Phase IIb: This 12-patient trial at 2 dosages confirmed the favorable safety profile over a longer term of 48 wks and met the primary endpoint of increase in the percent of dystrophin positive fibers. More importantly, it demonstrated significant clinical outcome of improvement over placebo group in 6MWT distance.

Trial Design: 12 patients were divided into 2 treatment arms, receiving 30 mg/kg or 50 mg/kg over 48 wks, and a placebo/delayed treatment arm which received 30 mg/kg or 50 mg/kg following 24 wks of placebo.

Safety: clean safety profile without major AEs associated with eteplirsen.

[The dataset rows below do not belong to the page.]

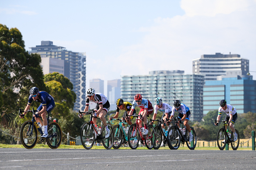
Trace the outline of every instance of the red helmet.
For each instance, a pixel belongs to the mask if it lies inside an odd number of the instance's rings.
[[[136,101],[141,100],[142,99],[142,96],[140,94],[137,94],[134,96],[134,100]]]

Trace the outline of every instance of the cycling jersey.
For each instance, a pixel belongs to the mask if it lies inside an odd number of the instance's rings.
[[[158,108],[157,106],[155,104],[154,109],[155,111],[154,113],[156,114],[157,113],[157,110],[161,111],[163,113],[169,113],[171,112],[172,107],[170,105],[165,103],[162,103],[162,106],[161,108]]]
[[[176,111],[182,114],[183,114],[187,113],[187,112],[189,110],[189,108],[185,104],[181,103],[181,106],[180,107],[178,110]],[[174,116],[174,112],[176,111],[175,108],[174,107],[173,107],[173,109],[171,110],[171,115]]]
[[[231,114],[234,115],[236,113],[236,109],[230,104],[227,105],[226,110],[224,110],[221,108],[221,107],[219,108],[219,112],[218,114],[221,115],[221,112],[224,112],[227,115],[229,116],[229,114]]]
[[[94,97],[93,98],[94,99],[94,101],[92,100],[90,100],[88,96],[86,96],[86,97],[85,98],[85,105],[89,106],[89,102],[95,103],[99,105],[104,105],[108,101],[108,99],[107,98],[107,97],[104,95],[100,93],[95,93]]]

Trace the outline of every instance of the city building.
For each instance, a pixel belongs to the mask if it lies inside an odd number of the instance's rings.
[[[57,58],[44,57],[41,58],[41,66],[44,75],[57,72],[64,74],[64,61]]]
[[[204,54],[201,58],[192,60],[193,74],[204,76],[204,81],[216,80],[217,76],[225,75],[227,71],[241,70],[243,74],[249,71],[249,60],[240,57],[240,55]]]
[[[92,87],[95,90],[95,93],[101,93],[104,95],[104,81],[99,79],[93,79],[90,80],[90,88]],[[105,96],[106,95],[105,95]],[[96,106],[96,104],[90,102],[89,109],[93,109]]]
[[[53,42],[50,41],[42,41],[40,45],[29,48],[31,49],[31,51],[29,52],[29,54],[39,54],[42,58],[50,58],[64,61],[63,74],[73,84],[73,90],[76,95],[76,99],[73,109],[78,111],[79,108],[81,108],[79,102],[83,100],[82,98],[79,98],[81,96],[79,91],[81,87],[80,83],[82,83],[78,80],[79,76],[81,76],[78,73],[79,53],[67,50],[65,47],[54,45]],[[79,82],[80,83],[79,83]]]
[[[185,74],[184,71],[180,70],[157,71],[150,72],[147,75],[121,78],[121,97],[124,101],[133,102],[138,93],[153,105],[157,97],[161,97],[163,102],[171,106],[175,100],[179,99],[189,107],[191,120],[201,120],[203,76]]]
[[[121,97],[121,80],[108,80],[108,99],[110,104],[109,110],[115,110],[116,102]]]
[[[203,114],[218,110],[219,102],[225,99],[227,104],[236,109],[238,113],[251,111],[255,108],[256,81],[242,71],[228,71],[218,76],[217,80],[206,81],[203,87]]]

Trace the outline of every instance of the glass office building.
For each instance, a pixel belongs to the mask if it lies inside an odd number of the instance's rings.
[[[133,102],[138,93],[153,105],[157,97],[171,106],[175,100],[179,99],[189,108],[190,120],[202,119],[203,76],[185,74],[184,71],[180,70],[158,71],[150,72],[148,75],[121,77],[121,97],[124,101]]]
[[[227,72],[227,75],[218,76],[217,80],[206,81],[203,88],[203,114],[218,110],[220,101],[236,109],[238,113],[256,112],[256,81],[252,76],[243,75],[242,71]]]

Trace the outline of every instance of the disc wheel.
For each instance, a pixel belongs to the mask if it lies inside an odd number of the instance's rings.
[[[238,148],[238,147],[239,146],[239,141],[240,141],[240,137],[239,137],[239,133],[238,133],[238,131],[237,130],[235,130],[237,134],[237,139],[235,141],[232,141],[231,142],[231,147],[232,147],[233,150],[236,150]],[[231,134],[231,140],[233,141],[234,139],[234,134],[232,133]]]
[[[151,125],[148,126],[148,134],[144,135],[145,144],[148,149],[151,149],[155,145],[156,134],[155,132],[155,128],[153,126]]]
[[[89,122],[83,124],[81,128],[80,137],[82,145],[87,149],[89,149],[93,146],[95,135],[93,128]]]
[[[153,147],[155,149],[158,149],[161,146],[163,141],[163,134],[162,133],[161,127],[157,126],[155,127],[155,132],[156,133],[155,142]]]
[[[110,130],[109,132],[109,136],[107,138],[105,138],[106,136],[106,131],[105,126],[103,126],[101,130],[101,136],[103,138],[102,139],[102,143],[103,146],[107,149],[110,149],[113,146],[114,140],[114,133],[113,128],[112,127],[110,124],[107,123],[107,126],[108,129]]]
[[[119,125],[114,126],[113,130],[114,136],[113,148],[114,149],[118,149],[121,146],[123,142],[123,130]]]
[[[37,129],[32,121],[28,120],[23,123],[20,130],[20,140],[24,147],[27,149],[34,148],[37,142],[38,135]]]
[[[139,142],[140,140],[140,133],[136,128],[136,124],[133,124],[130,126],[128,131],[128,144],[130,147],[133,149],[138,147]]]
[[[62,140],[62,131],[58,123],[52,121],[49,124],[47,127],[48,136],[46,138],[46,142],[52,149],[57,149],[60,146]]]
[[[225,148],[227,143],[227,137],[225,133],[225,131],[223,129],[220,129],[218,132],[217,136],[217,144],[218,147],[221,150]]]
[[[167,135],[167,143],[168,146],[171,149],[177,149],[181,144],[181,137],[180,134],[178,131],[177,127],[172,126],[168,131]],[[178,140],[176,138],[178,137]]]
[[[196,134],[194,128],[191,128],[191,130],[193,132],[193,139],[189,142],[189,133],[188,130],[186,130],[186,143],[188,148],[190,150],[194,150],[196,146]]]

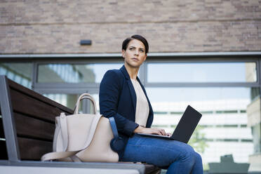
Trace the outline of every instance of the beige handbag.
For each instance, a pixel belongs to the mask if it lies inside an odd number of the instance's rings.
[[[88,98],[95,114],[79,114],[80,101]],[[42,161],[117,162],[119,155],[110,143],[114,139],[109,119],[97,113],[94,99],[88,93],[79,98],[74,114],[61,113],[55,118],[53,152],[44,154]]]

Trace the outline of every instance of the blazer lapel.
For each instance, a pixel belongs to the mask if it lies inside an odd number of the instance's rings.
[[[126,70],[126,67],[125,67],[124,65],[123,65],[121,67],[121,68],[120,69],[120,70],[123,74],[123,75],[124,75],[124,76],[125,76],[125,78],[126,78],[126,79],[127,81],[128,86],[128,88],[130,89],[130,96],[131,96],[131,101],[132,101],[133,105],[134,107],[134,111],[135,111],[134,113],[136,113],[137,98],[136,98],[136,93],[135,92],[135,89],[134,89],[133,83],[131,82],[130,76],[128,75],[128,72],[127,72],[127,70]]]

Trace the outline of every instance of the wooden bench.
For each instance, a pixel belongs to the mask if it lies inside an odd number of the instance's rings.
[[[52,173],[52,168],[58,171],[64,168],[74,173],[80,169],[84,169],[86,173],[160,173],[160,169],[154,166],[143,163],[42,162],[41,156],[52,151],[55,116],[62,112],[72,114],[73,111],[5,76],[0,76],[0,106],[1,171],[18,170],[23,173],[19,168],[22,166],[22,168],[36,168],[40,173],[39,168],[44,168],[44,173],[47,169]]]

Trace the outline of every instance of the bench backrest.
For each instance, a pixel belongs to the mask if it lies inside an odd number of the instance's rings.
[[[51,152],[55,117],[73,113],[5,76],[0,76],[0,159],[13,161],[40,160]]]

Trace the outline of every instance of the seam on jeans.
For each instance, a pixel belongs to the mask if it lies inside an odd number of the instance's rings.
[[[133,146],[133,147],[151,147],[149,145],[128,145],[129,146]],[[161,146],[154,146],[155,147],[157,147],[157,148],[163,148]],[[169,148],[169,147],[164,147],[165,149],[167,149],[168,150],[173,150],[173,149],[171,148]],[[180,154],[182,154],[182,151],[180,150],[178,150],[179,151],[179,154],[178,155],[178,157],[177,157],[177,159],[180,160]],[[182,160],[180,160],[180,161],[185,161],[187,160],[187,159],[188,159],[189,157],[190,157],[192,156],[192,153],[189,153],[189,155],[187,156],[187,157],[186,157],[185,159],[182,159]]]

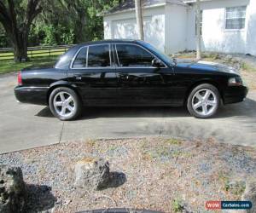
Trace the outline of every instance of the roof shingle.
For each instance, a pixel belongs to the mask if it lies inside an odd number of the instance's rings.
[[[176,4],[184,4],[182,0],[142,0],[143,7],[148,7],[152,5],[160,4],[160,3],[176,3]],[[122,12],[129,9],[135,9],[135,2],[134,0],[125,0],[124,3],[119,5],[108,10],[103,13],[103,14],[114,14],[117,12]]]

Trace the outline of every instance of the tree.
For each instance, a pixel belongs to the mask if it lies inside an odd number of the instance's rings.
[[[136,9],[136,19],[137,19],[137,26],[139,39],[144,40],[143,20],[141,0],[135,0],[135,9]]]
[[[200,9],[200,0],[196,0],[196,59],[200,60],[201,58],[201,9]]]
[[[0,23],[12,43],[15,62],[27,60],[28,34],[33,20],[42,11],[41,1],[0,1]]]

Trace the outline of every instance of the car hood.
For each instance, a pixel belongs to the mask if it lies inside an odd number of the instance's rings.
[[[204,60],[177,60],[176,66],[178,67],[203,70],[206,72],[212,71],[239,74],[238,71],[231,66]]]

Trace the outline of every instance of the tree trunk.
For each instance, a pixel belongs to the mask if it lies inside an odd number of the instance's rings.
[[[200,0],[196,0],[196,59],[201,58],[201,9]]]
[[[14,55],[15,62],[25,62],[27,57],[27,40],[26,33],[19,33],[19,36],[12,39]]]
[[[136,9],[136,18],[137,18],[137,26],[139,39],[144,40],[143,20],[141,0],[135,0],[135,9]]]

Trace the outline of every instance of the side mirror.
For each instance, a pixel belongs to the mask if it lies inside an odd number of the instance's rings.
[[[162,67],[163,66],[163,63],[159,59],[154,58],[154,60],[152,60],[152,66],[154,66],[154,67]]]

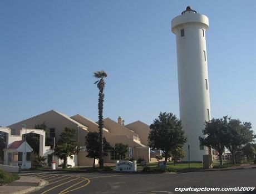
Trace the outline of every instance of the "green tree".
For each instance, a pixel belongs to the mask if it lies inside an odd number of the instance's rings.
[[[115,150],[116,155],[119,156],[120,159],[124,160],[126,154],[128,152],[129,146],[122,143],[116,143],[115,144]]]
[[[41,156],[40,155],[36,155],[35,157],[34,162],[36,163],[36,166],[38,167],[42,167],[43,165],[46,165],[45,162],[47,157],[45,156]]]
[[[243,151],[243,155],[246,156],[248,161],[253,160],[254,156],[256,154],[256,150],[254,149],[253,144],[247,144],[243,147],[242,150]]]
[[[77,154],[79,146],[75,139],[76,129],[65,127],[60,135],[53,154],[63,160],[63,169],[67,167],[67,158],[73,159],[73,155]]]
[[[225,116],[221,119],[214,119],[205,121],[203,130],[204,137],[199,137],[201,145],[211,146],[218,152],[220,166],[223,166],[222,154],[227,142],[228,121],[230,118]]]
[[[186,156],[186,153],[181,147],[178,147],[176,149],[173,149],[171,150],[171,157],[174,161],[174,165],[175,165],[176,162],[179,160],[180,160]]]
[[[104,102],[105,94],[103,93],[105,86],[104,78],[107,76],[107,74],[104,70],[97,71],[93,73],[93,76],[100,80],[95,81],[94,84],[97,84],[97,87],[99,89],[99,102],[98,102],[98,110],[99,110],[99,131],[100,132],[100,141],[101,142],[101,146],[100,147],[100,158],[99,164],[100,168],[102,169],[104,167],[104,161],[103,160],[103,103]]]
[[[106,151],[112,149],[110,144],[107,141],[105,137],[103,137],[104,155],[106,155]],[[100,147],[101,142],[99,138],[99,133],[97,132],[89,132],[85,137],[85,146],[87,152],[87,157],[93,159],[92,167],[95,168],[95,160],[100,158]]]
[[[160,113],[158,119],[154,120],[150,127],[149,146],[162,150],[165,162],[171,156],[172,151],[182,147],[186,142],[181,121],[171,113]]]
[[[243,145],[252,142],[256,135],[251,130],[252,124],[242,123],[239,119],[231,119],[228,125],[228,136],[225,146],[232,154],[232,164],[235,164],[236,154],[241,151]]]

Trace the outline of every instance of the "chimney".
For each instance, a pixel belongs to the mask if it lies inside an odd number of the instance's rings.
[[[117,120],[117,122],[119,124],[121,125],[123,125],[123,120],[122,119],[122,118],[121,116],[119,116],[118,117],[118,120]]]

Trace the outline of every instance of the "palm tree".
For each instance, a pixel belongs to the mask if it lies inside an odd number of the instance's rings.
[[[94,84],[97,84],[97,87],[99,89],[99,103],[98,103],[98,110],[99,110],[99,140],[101,142],[101,146],[100,147],[100,158],[99,158],[99,165],[100,168],[102,169],[104,167],[104,161],[103,161],[103,102],[104,101],[104,93],[103,90],[104,90],[105,82],[104,81],[104,78],[107,76],[107,74],[104,70],[97,71],[93,73],[93,76],[95,78],[100,79],[100,80],[95,81]]]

Efficacy: All patients in the treatment arms exhibited consistent high level of dystrophin positive fibers ranging from 30 to 60% after 24 wks. Since 15%-30% of normal is considered disease modifying, the trial certainly met the primary biochemical endpoints. The 6MWT distance treatment benefit was statistically significant in the 50mg/kg cohort at 89m (p<0.016) compared to placebo/delayed treatment group in the intent-to-treat population. However, there was no significant benefit in the 30mg/kg cohort due to two patients who showed rapid disease progression shortly after enrolling in the study. In a modified intent-to-treat analysis of evaluable patients across both dose groups excluding the 2 patients from 30mg/kg patients who showed rapid disease progress, there was a significant benefit of 67m (p<0.001) compared to placebo/delayed treatment group.

With respect to valuation, which we will discuss in further detail in a Part II article, a quick calculation shows that SRPT stock is worth about $27 (market cap $587M) and $42 (market cap $918M) under the standard and accelerated approval scenarios. The valuation is based on 5.0x peak revenue of $560M 4 years after launch discounted to present at 25%. Hence, we expect the FDA decision on the accelerated approval path will be a significant catalyst for the stock.